Não é de hoje que o cidadão médio apoia as chacinas resultantes da atuação de policiais contra os chamados “bandidos”. Desde a chacina da Candelária, em 1993, quando 8 jovens foram assassinados por PMs, uma parte da opinião pública se manifesta em apoio ao extermínio — talvez incrédula de que ainda tenhamos uma política de segurança pública digna desse nome.
Foi assim na chacina de Vigário Geral, naquele mesmo ano de 1993, quando 21 homens foram fuzilados pela polícia, e em outros 48 banhos de sangue que se sucederam em território fluminense até 2022. Sempre que o caso ganhava repercussão nacional, uma grande parcela dos brasileiros manifestava sua aprovação à aplicação prática da tese de que “bandido bom é bandido morto”.
Por isso, a concordância de uma parte da população com a matança ocorrida no Complexo da Penha, em que 117 pessoas foram executadas pela polícia de Cláudio Castro, embora revoltante, não chega a surpreender.
O que é novidade neste novo episódio trágico do cotidiano fluminense é a leniência da imprensa com as autoridades que perpretaram a chacina e a falta de assombro com o ocorrido.
Foram incontáveis as vezes que analistas repetiram o mantra de que a operação policial era “necessária”, mesmo cientes de que a estratégia foi desenhada para matar os suspeitos e não prendê-los.

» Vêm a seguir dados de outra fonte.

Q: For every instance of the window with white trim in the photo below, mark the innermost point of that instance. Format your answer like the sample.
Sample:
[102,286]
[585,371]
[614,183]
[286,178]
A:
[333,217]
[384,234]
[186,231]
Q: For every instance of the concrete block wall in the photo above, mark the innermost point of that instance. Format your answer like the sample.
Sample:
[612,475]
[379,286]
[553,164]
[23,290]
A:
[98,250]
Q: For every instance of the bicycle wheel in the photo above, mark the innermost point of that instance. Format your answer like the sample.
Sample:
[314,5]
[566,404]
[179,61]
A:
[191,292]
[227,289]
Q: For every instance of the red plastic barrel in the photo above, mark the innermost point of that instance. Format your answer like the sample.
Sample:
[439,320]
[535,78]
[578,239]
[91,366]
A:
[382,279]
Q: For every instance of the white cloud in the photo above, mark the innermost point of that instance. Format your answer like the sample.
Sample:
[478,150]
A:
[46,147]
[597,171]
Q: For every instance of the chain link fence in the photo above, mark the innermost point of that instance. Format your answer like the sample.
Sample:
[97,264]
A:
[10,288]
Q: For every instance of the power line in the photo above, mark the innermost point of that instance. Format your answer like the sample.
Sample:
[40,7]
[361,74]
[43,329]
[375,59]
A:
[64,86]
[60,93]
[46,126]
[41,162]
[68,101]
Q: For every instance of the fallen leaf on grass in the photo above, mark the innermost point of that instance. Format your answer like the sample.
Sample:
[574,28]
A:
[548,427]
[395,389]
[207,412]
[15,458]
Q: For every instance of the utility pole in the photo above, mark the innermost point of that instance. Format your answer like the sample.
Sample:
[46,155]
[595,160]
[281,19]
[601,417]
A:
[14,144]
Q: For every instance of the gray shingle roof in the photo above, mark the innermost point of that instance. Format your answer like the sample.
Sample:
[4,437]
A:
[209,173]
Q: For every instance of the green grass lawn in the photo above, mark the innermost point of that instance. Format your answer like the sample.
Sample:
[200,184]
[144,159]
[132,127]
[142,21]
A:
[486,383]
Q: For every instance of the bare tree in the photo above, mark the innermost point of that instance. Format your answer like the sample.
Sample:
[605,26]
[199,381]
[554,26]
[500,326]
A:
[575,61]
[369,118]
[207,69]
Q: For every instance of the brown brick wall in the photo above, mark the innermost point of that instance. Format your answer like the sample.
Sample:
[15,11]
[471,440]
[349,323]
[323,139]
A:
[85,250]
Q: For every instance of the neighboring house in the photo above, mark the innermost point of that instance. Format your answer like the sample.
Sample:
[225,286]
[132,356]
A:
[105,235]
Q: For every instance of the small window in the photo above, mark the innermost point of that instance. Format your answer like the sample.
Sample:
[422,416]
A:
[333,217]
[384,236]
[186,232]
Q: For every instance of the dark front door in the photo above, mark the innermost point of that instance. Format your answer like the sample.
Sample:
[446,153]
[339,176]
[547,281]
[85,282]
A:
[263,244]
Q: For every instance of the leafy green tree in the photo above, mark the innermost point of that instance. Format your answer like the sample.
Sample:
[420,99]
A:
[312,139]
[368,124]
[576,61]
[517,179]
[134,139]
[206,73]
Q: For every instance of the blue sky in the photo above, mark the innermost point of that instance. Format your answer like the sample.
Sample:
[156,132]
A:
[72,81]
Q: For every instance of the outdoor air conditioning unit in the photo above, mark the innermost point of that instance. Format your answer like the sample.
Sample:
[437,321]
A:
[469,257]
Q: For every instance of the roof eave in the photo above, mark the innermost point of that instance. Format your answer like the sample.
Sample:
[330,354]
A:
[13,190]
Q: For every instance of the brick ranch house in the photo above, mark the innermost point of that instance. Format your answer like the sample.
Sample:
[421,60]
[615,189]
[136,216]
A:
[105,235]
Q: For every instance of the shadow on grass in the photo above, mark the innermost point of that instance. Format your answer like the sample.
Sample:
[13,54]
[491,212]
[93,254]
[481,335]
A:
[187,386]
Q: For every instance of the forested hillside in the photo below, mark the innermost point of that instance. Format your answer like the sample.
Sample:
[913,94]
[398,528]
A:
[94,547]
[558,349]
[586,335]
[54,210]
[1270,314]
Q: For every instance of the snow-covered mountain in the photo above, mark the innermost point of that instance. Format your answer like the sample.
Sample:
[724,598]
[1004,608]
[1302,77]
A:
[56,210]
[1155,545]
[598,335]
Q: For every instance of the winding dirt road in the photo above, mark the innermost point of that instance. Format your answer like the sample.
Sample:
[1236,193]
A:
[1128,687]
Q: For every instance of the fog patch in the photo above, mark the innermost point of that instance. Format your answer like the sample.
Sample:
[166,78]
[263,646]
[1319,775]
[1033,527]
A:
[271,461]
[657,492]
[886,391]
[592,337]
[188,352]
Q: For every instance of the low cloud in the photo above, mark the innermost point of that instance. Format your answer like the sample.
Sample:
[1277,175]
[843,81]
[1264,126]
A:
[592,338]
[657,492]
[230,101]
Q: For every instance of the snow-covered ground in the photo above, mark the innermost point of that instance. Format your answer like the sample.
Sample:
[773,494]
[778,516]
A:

O fato de que a legislação brasileira não prevê a pena de morte não foi suficientemente destacado.
A série de ilegalidades cometidas pelos policiais na operação no Complexo da Penha também não teve o devido espaço no noticiário. O fato de o local das mortes não ter sido preservado para a perícia, a constatação de que os corpos não foram retirados da mata pelos PMs, a proibição do trabalho da Defensoria no Instituto Médico Legal e outras transgressões cometidas pelas autoridades deveriam ter maior espaço.
Em vez disso, muitas TVs, sites e jornais deram visibilidade predominante ao governador Cláudio Castro e seus auxiliares da área da segurança, que disseram sandices de todo tipo. A começar pelo próprio Castro, que, mesmo antes de começar qualquer investigação sobre o caso, declarou que os únicos inocentes mortos na operação foram os policiais.
Mais recentemente, jornalistas importantes assumiram uma atitude ainda mais intrigante.
Depois que o presidente Lula se referiu à operação policial nos complexos da Penha e do Alemão como “matança”, vários programas de rádio e TV, sites e jornais passaram a criticá-lo por usar o termo. Para uns, a palavra foi inadequada politicamente, para outros contraria o que pensam os entrevistados nas pesquisa de opinião e houve ainda quem achasse imprecisa.
Ora, se não pudermos chamar uma ação policial que resulta em 117 cadáveres de matança, quando o faremos?
Voltemos à referência de todos aqueles que trabalham com a Língua Portuguesa, o dicionário. Assim define o Michaelis o significado da palavra “matança”: ato ou efeito de matar com extrema violência, chacina; e assassínio de várias pessoas simultaneamente; carnificina.
Resta alguma dúvida?
Além do antipetismo que é a marca da grande imprensa nacional, a crítica à fala do presidente revela algo ainda pior: de olho em pesquisas de opinião e preocupados com ataques da extrema direita e eventual perda de audiência (ou patrocínio), jornalistas abdicam de chamar o episódio mais bárbaro da história recente do Brasil pelo verdadeiro nome.
Já no dia seguinte à ação da polícia, seis dias antes da declaração de Lula, o portal ICL Notícias usava o termo adequado, como na matéria ‘É uma tragédia anunciada, o governador avisou’, diz líder comunitário após matança no Complexo da Penha.
Essa camuflagem vocabular de grandes veículos de comunicação trai um dos principais compromissos do jornalismo, que é a busca incessante pelas palavras que mais fielmente retratem o fato noticiado.
Para quem abriu espaço tão generoso às autoridades responsáveis pelo massacre — assumindo, inclusive, a mentira repetida por elas de que a ADPF das Favelas impediu a policia de combater o tráfico — e mostrou tão pouco as vozes dissonantes de estudiosos sérios de segurança e defensores dos Direitos Humanos, a traição vocabular é apenas mais uma.
Essa cobertura é um triste marco para a imprensa brasileira, que deixa ainda mais desamparada a população das favelas. Moradores enxergam nos jornalistas um dos poucos canais de denúncia e pedido de socorro. Talvez agora nem isso.
Quem pensa duas vezes antes de chamar a matança de “matança” está amenizando a culpa dos matadores, tripudiando da dor das famílias e criando condições para que o próximo massacre bata um novo recorde macabro.
Decididamente, não deveria ser esse o papel da imprensa.